@kayip_hayaller
|
Uçak alçalmaya başladığında, gökyüzünde hissettiğim hafiflik, yavaşça içimde yükselen bir gerginliğe dönüştü. Pencereden dışarı baktım; bulutların arasından süzülerek, şehrin ışıklarına doğru yaklaşıyorduk. Şehir silueti, puslu bir manzarada, belirsiz ve büyülü bir biçimde ortaya çıkmaya başladı. Her şey hem çok uzaktı hem de bir o kadar yakın.
Pilotun anonsu duyulduğunda iniş takımlarının açıldığını hissettim. Gözlerim piste kilitlendi. Zemin hızla yaklaşırken yüreğim gerginlikle doldu. Tekerlekler piste dokunduğunda, hafif bir sarsıntıyla güvenli bir şekilde indiğimizi anladım. İçimde bir rahatlama vardı ama aynı zamanda derin bir boşluk.
Uçak tamamen durduğunda derin bir nefes aldım. Yolculuk sona ermişti, ama kalbim hâlâ ağır ağır çarpıyordu. Kapılar açıldığında, yüzüme çarpan sıcak hava içimdeki soğukluğu eritemeyecek kadar zayıftı. Etrafımdaki yolcular aceleyle hareket ediyordu; kimi sevdiklerine, kimi işine yetişiyordu. Fakat ben sanki zamanın dışında, ağır çekimde hareket ediyordum.
Daha fazla oyalanmanın anlamı yoktu. Eşyalarımı toparlayıp yavaşça koridora çıktım. Havalimanının bağlantı yolunda tabelalara göz gezdirdim; önümde kimse kalmamıştı, herkes gitmişti. Bavulum dönen bantta tek başına, sabırla beni bekliyordu. Onu aldıktan sonra dış kapıya yöneldim. Acaba beni karşılamaya gelen şoför orada mıydı?

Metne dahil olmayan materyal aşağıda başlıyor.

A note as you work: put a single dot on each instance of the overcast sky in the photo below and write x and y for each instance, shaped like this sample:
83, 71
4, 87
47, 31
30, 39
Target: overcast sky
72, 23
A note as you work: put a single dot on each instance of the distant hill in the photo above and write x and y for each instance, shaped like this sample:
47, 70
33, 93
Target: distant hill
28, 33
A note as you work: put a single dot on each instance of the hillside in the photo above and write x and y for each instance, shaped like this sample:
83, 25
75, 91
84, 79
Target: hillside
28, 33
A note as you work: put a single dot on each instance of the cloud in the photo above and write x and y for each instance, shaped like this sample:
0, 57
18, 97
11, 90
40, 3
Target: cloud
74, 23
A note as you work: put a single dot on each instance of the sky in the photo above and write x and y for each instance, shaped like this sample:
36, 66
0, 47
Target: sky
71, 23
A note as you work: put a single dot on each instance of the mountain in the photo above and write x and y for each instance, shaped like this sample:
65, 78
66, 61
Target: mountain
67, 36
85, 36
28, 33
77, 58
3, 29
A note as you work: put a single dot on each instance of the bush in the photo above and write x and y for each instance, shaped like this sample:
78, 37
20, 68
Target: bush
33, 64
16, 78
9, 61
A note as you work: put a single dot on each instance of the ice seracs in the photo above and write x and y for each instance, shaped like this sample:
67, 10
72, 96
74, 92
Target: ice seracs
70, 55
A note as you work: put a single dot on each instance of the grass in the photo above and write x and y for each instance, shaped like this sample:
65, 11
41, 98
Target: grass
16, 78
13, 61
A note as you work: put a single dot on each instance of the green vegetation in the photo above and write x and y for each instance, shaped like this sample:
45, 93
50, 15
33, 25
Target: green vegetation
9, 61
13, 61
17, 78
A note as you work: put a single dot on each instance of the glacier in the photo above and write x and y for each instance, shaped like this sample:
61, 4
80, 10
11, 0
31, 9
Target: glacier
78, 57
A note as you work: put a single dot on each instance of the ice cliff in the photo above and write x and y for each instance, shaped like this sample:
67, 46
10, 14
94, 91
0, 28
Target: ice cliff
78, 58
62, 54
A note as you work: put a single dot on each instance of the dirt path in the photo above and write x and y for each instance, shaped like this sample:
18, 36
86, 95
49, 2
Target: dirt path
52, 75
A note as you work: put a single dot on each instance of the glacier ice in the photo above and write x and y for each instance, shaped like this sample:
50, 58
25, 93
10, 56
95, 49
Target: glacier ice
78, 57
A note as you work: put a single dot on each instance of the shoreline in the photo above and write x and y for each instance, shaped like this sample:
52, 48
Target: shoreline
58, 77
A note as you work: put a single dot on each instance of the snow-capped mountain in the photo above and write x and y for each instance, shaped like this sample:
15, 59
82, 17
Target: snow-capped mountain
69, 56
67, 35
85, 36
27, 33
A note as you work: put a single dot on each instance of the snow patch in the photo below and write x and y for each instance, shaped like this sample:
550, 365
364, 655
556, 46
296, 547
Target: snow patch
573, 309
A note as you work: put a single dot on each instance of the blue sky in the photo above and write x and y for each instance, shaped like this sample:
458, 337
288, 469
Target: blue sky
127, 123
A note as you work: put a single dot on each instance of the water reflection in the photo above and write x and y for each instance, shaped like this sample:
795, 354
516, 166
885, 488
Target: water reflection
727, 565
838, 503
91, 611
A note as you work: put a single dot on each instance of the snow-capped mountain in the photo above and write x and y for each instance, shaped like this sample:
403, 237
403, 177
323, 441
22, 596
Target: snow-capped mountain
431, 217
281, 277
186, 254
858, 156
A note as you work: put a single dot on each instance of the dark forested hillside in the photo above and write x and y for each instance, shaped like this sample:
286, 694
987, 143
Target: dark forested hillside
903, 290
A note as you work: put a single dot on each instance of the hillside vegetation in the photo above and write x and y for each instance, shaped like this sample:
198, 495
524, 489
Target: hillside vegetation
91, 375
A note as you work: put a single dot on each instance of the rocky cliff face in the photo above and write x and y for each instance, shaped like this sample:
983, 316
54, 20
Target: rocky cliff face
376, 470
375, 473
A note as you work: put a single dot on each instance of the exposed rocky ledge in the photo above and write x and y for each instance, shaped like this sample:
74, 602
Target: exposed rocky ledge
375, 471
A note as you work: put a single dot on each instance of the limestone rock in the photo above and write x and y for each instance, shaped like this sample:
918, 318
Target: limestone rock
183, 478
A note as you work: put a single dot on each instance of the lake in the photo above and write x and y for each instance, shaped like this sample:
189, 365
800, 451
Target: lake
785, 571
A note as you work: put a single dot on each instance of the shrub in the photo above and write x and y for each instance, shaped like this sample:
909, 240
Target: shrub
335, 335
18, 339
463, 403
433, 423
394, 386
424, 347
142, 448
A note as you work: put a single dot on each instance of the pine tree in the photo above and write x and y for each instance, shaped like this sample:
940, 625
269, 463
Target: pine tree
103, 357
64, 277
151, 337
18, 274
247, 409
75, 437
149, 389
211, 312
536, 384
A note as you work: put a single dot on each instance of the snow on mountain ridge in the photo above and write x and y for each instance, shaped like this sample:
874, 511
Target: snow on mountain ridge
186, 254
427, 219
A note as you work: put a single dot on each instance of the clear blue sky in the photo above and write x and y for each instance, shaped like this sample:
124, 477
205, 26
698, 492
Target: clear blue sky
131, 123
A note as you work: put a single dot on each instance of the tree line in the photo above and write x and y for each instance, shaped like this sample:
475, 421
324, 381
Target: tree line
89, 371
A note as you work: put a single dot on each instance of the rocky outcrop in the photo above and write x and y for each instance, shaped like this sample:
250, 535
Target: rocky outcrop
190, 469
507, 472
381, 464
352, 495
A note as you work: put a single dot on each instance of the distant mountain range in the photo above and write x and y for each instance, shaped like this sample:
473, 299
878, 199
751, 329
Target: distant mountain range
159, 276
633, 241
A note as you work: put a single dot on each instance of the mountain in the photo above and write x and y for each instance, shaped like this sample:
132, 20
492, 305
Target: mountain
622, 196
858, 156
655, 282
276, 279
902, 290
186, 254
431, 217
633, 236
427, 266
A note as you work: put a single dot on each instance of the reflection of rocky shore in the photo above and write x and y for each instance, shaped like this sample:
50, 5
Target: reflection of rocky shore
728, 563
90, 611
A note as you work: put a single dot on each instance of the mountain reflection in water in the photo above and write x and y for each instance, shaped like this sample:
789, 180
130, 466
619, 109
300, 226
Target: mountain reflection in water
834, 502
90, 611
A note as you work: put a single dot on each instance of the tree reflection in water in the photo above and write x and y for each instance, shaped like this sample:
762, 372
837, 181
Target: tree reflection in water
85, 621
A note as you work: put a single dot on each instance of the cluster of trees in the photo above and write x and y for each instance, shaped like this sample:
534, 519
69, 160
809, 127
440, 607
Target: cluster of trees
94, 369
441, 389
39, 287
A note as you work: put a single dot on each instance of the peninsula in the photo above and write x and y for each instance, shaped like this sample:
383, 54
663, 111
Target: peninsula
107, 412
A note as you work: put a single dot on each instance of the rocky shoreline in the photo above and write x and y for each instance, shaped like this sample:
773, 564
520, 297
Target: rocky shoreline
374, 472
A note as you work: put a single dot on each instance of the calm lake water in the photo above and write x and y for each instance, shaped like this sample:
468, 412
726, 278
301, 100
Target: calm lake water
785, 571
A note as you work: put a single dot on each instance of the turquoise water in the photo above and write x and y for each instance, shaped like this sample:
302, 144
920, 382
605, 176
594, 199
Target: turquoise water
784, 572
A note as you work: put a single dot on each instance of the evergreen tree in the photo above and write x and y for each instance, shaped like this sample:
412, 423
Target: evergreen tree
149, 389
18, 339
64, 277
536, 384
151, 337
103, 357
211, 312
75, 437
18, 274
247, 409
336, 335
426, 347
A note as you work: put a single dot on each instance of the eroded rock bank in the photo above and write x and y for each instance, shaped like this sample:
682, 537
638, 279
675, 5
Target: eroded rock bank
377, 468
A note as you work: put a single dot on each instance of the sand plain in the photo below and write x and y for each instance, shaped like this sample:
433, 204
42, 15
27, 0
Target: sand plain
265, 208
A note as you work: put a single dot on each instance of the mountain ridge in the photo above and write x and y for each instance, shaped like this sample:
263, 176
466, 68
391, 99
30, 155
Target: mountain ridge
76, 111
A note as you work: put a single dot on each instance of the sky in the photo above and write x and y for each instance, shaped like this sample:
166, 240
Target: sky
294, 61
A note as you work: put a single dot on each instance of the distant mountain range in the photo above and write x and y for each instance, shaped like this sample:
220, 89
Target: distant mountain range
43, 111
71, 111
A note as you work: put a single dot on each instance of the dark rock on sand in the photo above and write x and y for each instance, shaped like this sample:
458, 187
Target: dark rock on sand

Kapıdan çıktığımda, karşımdaki siyah takım elbiseli, yaklaşık 1.70 boylarında bir adamla göz göze geldim. Yüzünde kayıtsız bir ifade vardı, uzun süre beklemekten yorulmuş gibi görünüyordu.
“Lavinya Hanım, merhaba. Sizi bekliyordum. Gelmeyince annenizi arayacaktım. Anneniz, sizi benim karşılayacağımı söylemiştir,” dedi.
“Evet, söyledi. Kusura bakmayın, biraz geciktim.”
“Ne kusuru efendim. Valizinizi alayım, araba şu tarafta,” diyerek nazikçe valizime uzandı.
“Gerek yok, ben taşırım,” dedim yavaşça.
“Olmaz efendim,” diyerek valizi nazik ama kararlı bir şekilde elimden aldı. “Bu taraftan efendim,” dedi ve önümde yürümem için geriye çekildi.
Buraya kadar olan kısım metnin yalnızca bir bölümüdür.